New Zealand submarine, built 1873

Platypus was a 10 m long iron-plate submarine. It was built in 1873 in Dunedin, and is thought to be the only submarine to have been built in New Zealand. It is one of the earliest surviving examples of a submarine in the world. The submarine was built to traverse rivers for the New Zealand Submarine Gold Mining Company Ltd, following the peak of the Otago gold rush.

The remains are now on display in Middlemarch, and in 2019 the Strath Taieri Historical Society received funding to build a covered structure for the submarine and undertake basic conservation work, though the central section of the vessel has not yet been recovered.

== Development ==
Plans for the submarine were designed by Frenchman Leopold Villaine, and along with Australian gold miner R. W. Nutall, the pair brought the plans to Dunedin. Nutall proposed that the submarine could prospect any part of a river for gold, with equipment to blast rocks, remove obstructions, and sluice the river bed. The vessel was designed to support three men working for six hours, at depths of up to 80 feet.

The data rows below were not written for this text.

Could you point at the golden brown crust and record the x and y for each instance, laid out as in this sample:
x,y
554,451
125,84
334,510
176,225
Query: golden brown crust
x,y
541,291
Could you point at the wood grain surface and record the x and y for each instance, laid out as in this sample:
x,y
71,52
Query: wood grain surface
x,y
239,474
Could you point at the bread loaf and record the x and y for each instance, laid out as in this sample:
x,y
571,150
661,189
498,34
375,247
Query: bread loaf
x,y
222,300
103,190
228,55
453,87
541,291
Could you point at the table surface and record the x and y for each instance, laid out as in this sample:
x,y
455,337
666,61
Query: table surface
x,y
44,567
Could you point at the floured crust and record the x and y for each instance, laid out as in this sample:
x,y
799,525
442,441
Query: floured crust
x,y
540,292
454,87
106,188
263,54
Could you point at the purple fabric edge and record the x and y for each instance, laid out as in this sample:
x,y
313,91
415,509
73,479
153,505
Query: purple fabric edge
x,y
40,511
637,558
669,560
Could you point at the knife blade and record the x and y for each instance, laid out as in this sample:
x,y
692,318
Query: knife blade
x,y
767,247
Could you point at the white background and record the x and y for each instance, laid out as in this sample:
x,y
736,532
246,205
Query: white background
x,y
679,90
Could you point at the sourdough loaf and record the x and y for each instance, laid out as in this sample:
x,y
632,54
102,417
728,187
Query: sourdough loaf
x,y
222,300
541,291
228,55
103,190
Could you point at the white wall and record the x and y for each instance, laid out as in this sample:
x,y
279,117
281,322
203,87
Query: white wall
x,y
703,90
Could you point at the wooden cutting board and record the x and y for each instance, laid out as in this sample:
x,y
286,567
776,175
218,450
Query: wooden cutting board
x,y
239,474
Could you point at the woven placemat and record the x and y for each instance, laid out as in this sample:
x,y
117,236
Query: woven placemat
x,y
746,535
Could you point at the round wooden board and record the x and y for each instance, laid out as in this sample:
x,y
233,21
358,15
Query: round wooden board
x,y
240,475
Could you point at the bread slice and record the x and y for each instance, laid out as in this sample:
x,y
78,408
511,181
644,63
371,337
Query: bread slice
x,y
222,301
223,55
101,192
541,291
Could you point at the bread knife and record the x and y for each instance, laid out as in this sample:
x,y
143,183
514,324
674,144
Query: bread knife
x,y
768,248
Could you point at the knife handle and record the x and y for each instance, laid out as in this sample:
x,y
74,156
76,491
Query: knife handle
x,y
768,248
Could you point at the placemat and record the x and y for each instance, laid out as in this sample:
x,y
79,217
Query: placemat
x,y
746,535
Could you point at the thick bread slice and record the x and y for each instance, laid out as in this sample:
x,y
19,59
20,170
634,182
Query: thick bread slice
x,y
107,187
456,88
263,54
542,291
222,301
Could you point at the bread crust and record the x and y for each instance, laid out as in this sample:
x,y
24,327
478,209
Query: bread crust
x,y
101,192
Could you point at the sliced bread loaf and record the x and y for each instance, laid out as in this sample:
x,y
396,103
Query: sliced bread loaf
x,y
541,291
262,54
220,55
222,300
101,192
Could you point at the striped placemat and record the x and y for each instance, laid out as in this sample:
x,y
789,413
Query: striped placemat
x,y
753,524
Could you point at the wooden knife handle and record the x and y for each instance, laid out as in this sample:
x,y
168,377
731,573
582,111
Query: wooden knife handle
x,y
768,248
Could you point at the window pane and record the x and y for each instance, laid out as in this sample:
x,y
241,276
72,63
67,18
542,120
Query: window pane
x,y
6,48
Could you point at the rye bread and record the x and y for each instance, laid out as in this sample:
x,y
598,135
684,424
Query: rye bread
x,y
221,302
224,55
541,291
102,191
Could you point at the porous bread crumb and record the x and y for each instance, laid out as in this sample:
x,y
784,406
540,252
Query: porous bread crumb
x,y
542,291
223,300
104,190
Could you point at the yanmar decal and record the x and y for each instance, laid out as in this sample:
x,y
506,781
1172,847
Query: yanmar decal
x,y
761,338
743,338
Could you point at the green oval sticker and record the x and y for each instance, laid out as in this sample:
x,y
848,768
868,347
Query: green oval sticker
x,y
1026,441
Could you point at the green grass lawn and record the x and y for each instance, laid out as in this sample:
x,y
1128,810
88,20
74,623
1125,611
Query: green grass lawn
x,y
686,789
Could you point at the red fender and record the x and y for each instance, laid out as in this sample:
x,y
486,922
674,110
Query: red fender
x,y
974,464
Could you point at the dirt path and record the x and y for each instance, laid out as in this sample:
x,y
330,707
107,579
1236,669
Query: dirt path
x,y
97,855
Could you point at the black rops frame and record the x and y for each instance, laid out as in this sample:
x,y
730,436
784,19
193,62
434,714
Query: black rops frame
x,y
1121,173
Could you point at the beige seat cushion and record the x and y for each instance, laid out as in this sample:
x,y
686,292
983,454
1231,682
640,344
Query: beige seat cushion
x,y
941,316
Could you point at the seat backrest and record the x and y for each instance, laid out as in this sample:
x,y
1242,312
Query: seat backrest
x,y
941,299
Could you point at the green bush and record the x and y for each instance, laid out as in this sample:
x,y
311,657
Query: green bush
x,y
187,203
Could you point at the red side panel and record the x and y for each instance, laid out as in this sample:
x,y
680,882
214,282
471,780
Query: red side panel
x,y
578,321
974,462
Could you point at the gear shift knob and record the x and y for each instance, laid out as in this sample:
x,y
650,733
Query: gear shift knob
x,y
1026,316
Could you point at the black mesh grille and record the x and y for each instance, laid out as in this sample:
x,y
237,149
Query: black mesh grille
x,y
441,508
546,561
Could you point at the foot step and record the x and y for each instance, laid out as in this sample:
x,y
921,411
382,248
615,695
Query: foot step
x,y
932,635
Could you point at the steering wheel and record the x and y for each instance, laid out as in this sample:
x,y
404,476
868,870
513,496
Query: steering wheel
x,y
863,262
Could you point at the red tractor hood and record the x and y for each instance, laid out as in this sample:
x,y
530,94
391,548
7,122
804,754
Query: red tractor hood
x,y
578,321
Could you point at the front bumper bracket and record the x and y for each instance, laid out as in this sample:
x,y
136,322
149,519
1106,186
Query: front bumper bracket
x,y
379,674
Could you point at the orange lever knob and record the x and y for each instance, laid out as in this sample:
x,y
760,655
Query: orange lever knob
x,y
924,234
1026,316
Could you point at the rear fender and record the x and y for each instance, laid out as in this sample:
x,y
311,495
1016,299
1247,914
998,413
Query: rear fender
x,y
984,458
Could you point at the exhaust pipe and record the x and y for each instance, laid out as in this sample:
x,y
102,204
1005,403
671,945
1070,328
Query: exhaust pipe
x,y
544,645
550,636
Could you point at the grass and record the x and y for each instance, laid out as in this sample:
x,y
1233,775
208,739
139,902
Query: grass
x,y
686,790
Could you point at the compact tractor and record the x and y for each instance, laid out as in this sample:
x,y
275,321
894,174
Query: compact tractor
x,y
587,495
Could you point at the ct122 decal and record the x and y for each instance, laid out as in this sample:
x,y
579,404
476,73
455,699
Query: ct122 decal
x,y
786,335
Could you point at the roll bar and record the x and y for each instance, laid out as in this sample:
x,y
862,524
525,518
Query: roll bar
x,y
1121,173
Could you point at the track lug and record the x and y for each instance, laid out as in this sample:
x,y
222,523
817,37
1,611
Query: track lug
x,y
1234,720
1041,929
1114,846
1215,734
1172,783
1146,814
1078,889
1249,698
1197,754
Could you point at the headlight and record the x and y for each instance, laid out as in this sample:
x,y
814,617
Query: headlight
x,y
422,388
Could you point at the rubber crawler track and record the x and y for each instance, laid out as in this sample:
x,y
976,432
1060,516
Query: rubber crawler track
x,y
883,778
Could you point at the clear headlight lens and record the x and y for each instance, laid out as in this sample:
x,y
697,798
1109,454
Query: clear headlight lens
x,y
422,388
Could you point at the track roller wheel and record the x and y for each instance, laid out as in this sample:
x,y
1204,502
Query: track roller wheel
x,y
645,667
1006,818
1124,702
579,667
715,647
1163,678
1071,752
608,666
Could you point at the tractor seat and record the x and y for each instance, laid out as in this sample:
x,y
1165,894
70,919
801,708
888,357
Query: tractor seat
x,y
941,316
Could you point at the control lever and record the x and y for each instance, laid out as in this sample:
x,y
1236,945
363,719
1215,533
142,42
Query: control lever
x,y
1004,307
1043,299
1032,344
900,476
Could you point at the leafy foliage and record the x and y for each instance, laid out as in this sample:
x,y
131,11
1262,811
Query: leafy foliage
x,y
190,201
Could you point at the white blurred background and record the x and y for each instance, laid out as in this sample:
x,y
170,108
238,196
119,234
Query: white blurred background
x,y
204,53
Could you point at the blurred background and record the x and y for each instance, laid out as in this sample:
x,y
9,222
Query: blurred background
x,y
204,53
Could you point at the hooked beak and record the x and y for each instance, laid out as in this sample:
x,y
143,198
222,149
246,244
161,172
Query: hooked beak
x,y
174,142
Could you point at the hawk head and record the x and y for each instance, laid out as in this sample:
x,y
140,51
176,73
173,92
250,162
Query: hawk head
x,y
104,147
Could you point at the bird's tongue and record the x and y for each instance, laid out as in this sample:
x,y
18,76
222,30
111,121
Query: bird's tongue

With the support of investors, the New Zealand Submarine Gold Mining Company was formed, and Dunedin iron workers Joseph Sparrow and William Thomas received the tender to build the vessel.

== History ==
The Platypus was launched on 13 December 1873 into Otago Harbour, with initial success. The first trial submersion took place on 30 January 1874 without issue; five men, including a journalist, were submerged inside the vessel for 45 minutes then brought back to the surface.

The following day, a public trial of the submarine was held. The vessel took just under two hours to reach the bottom of the test location, a depth of 13 feet. After remaining submerged for another two hours, the Platypus began its return to the surface, however worsening marine conditions made it too difficult for the submarine to reach the surface and it had to be towed to shore.

A third trial on 4 February 1874 was a success, and the occupants managed to collect material including shells and fishing line from the harbour floor. However, a failure during the following trial required the vessel to be hauled back up the surface. During this test, a note floated to the surface, saying "We are prepared to meet our maker".

Following this, investors lost interest and the submarine was left on the banks of Pelichet Bay. In 1882 the middle section was modified by the owners to be used by McLeod’s Soap Works to hold tallow. The remains of the vessel were eventually removed during the reclamation of the bay to accommodate the New Zealand and South Seas International Exhibition in 1925–1926.